Yoro Diao – Le Gros Journal du 07/02

Yoro Diao fait parti des vingt-sept tirailleurs reçus à l’Élysée samedi. Né en 1928 près de Saint-Louis dans le nord du Sénégal, il a servi dans l’infanterie française en Tonkin (Indochine) de 1952 à 1955 puis a été envoyé en Algérie en 1958. En février dernier, il affirmait dans l’émission Le Gros Journal (Canal +): «Nous ne sommes pas isolés, nous ne demandons pas l’aumône. La France a été reconnaissante à notre égard», a-t-il estimé.

Un héritage militaire

Les tirailleurs sénégalais sont des soldats recrutés à partir de 1857 dans les anciens territoires français de l’Afrique subsaharienne. Le premier contingent de «tirailleurs» (de «tir» et «ailleurs»), ainsi appelé par raillerie parce que ratant souvent leur cible, était composé d’engagés du territoire du Sénégal. Mais les régions ayant fourni les plus gros contingents correspondraient pour les pays actuels au Mali, au Burkina Faso et à la Guinée.
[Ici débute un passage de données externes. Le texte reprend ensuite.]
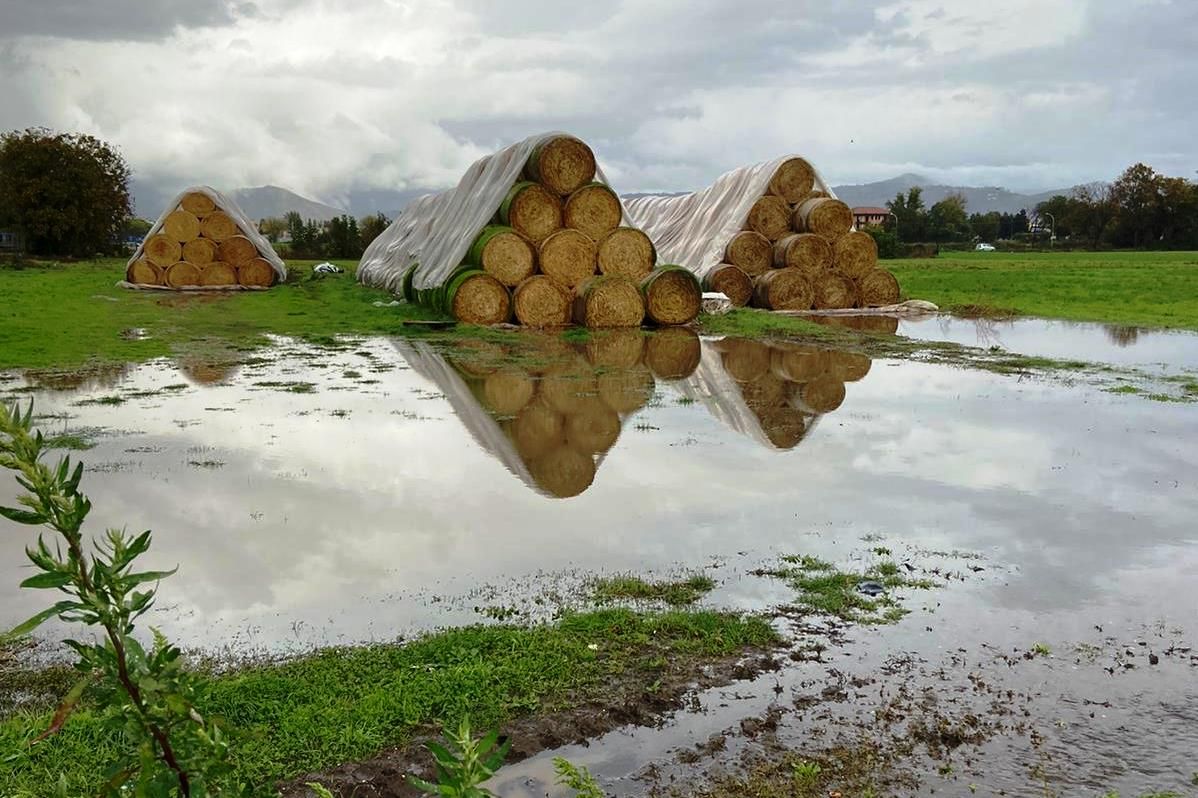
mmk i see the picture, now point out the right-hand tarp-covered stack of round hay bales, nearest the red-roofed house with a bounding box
[625,156,900,310]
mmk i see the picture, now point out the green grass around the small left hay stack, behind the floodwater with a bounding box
[0,259,430,369]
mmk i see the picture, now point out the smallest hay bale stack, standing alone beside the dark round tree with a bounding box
[126,186,286,289]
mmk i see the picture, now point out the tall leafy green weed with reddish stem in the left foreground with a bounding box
[0,403,240,798]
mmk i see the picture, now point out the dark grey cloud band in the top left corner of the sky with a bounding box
[0,0,254,41]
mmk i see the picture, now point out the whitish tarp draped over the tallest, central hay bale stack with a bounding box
[358,132,627,294]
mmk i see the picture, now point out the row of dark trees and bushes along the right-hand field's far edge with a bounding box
[872,163,1198,249]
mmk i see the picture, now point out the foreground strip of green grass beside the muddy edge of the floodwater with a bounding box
[0,609,776,797]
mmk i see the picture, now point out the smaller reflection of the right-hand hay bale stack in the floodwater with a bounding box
[684,338,871,449]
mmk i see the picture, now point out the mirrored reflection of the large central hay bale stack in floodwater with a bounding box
[395,327,701,498]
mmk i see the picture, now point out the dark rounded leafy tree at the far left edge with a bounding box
[0,128,132,258]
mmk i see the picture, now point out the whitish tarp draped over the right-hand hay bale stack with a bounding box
[624,156,835,278]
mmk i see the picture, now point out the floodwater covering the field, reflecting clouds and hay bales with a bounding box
[0,320,1198,796]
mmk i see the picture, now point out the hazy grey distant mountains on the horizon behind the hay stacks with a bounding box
[133,174,1071,222]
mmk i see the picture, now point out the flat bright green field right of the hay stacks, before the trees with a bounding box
[883,252,1198,330]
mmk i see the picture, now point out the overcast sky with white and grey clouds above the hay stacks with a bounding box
[0,0,1198,209]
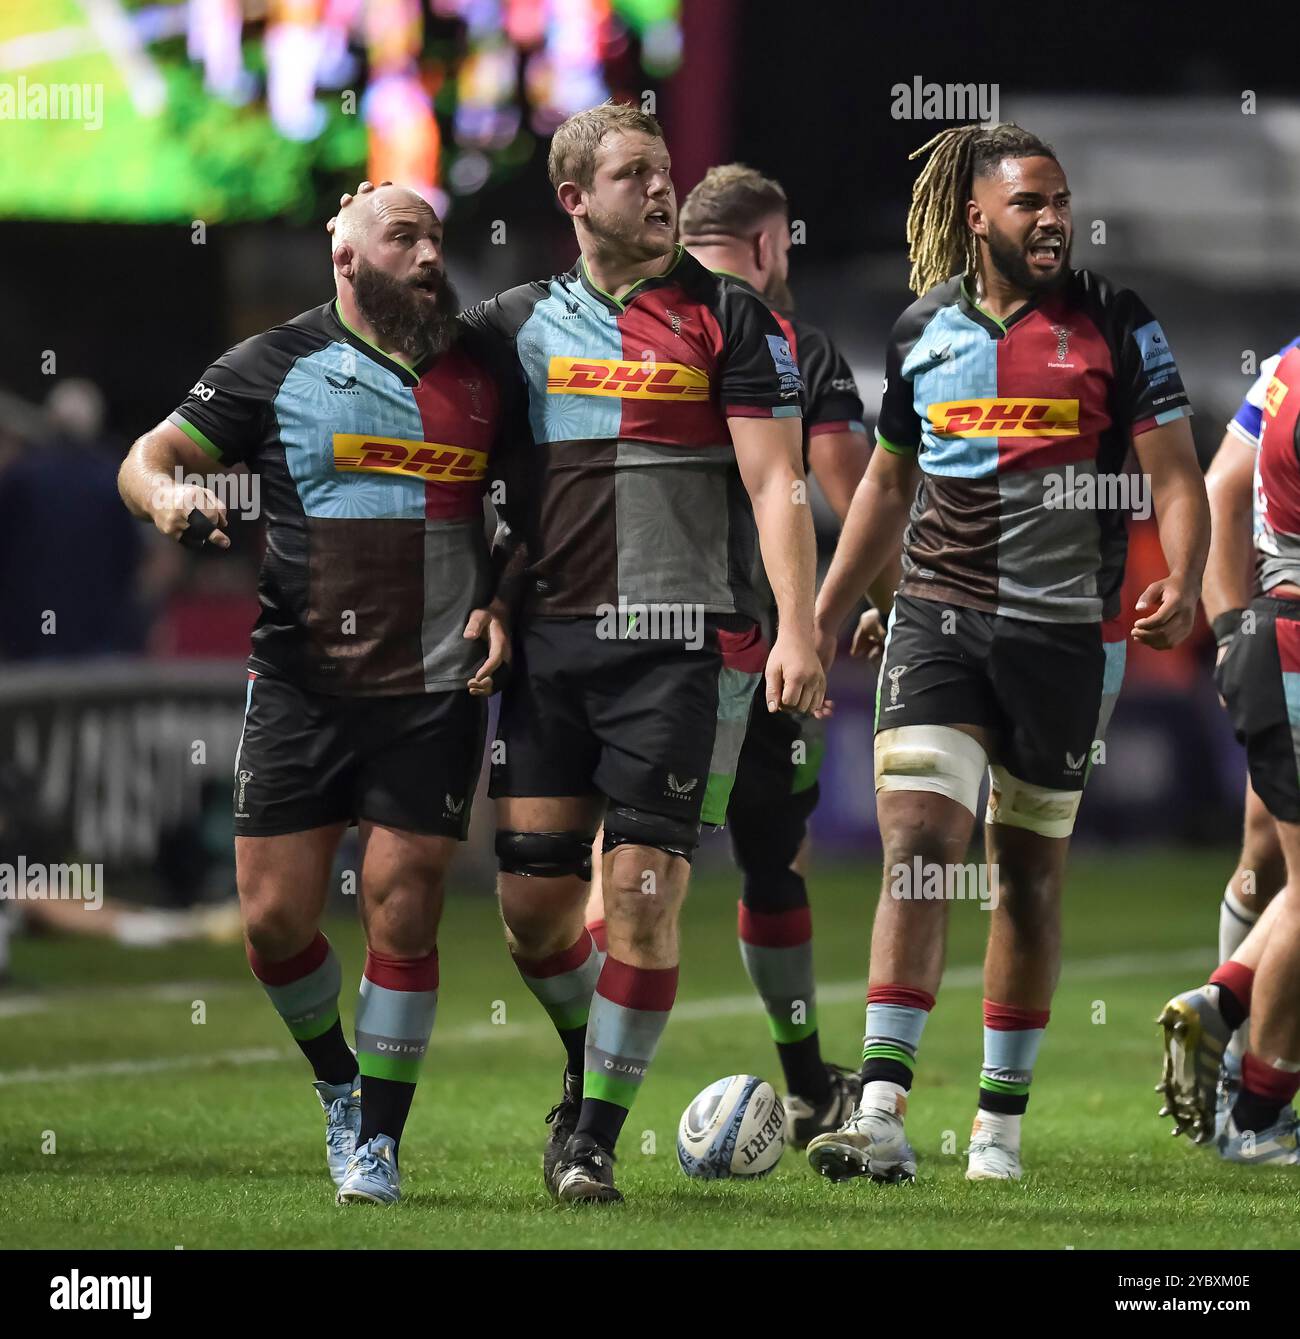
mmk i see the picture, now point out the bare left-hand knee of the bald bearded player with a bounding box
[234,823,344,963]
Ils ont servi l’armée française dans ses pages les plus glorieuses: la libération de Toulon, le débarquement de Provence. Mais aussi dans des moments plus sombres, comme la répression du soulèvement du Constantinois en Algérie en mai 1945 ou la répression à Madagascar en 1947. Jusqu’à la dissolution des dernières unités de tirailleurs dans les années 1960, plus de 200.000 ont combattu lors de la Première guerre mondiale, 150.000 pour la Seconde, et au moins 60.000 en Indochine.

Aujourd’hui, il y a une volonté, particulièrement au Sénégal, de mettre en avant cet héritage militaire. Depuis 2004, il existe une «Journée du tirailleur», initié par l’ancien président Abdoulaye Wade (2000-2012), dont le père était également tirailleur.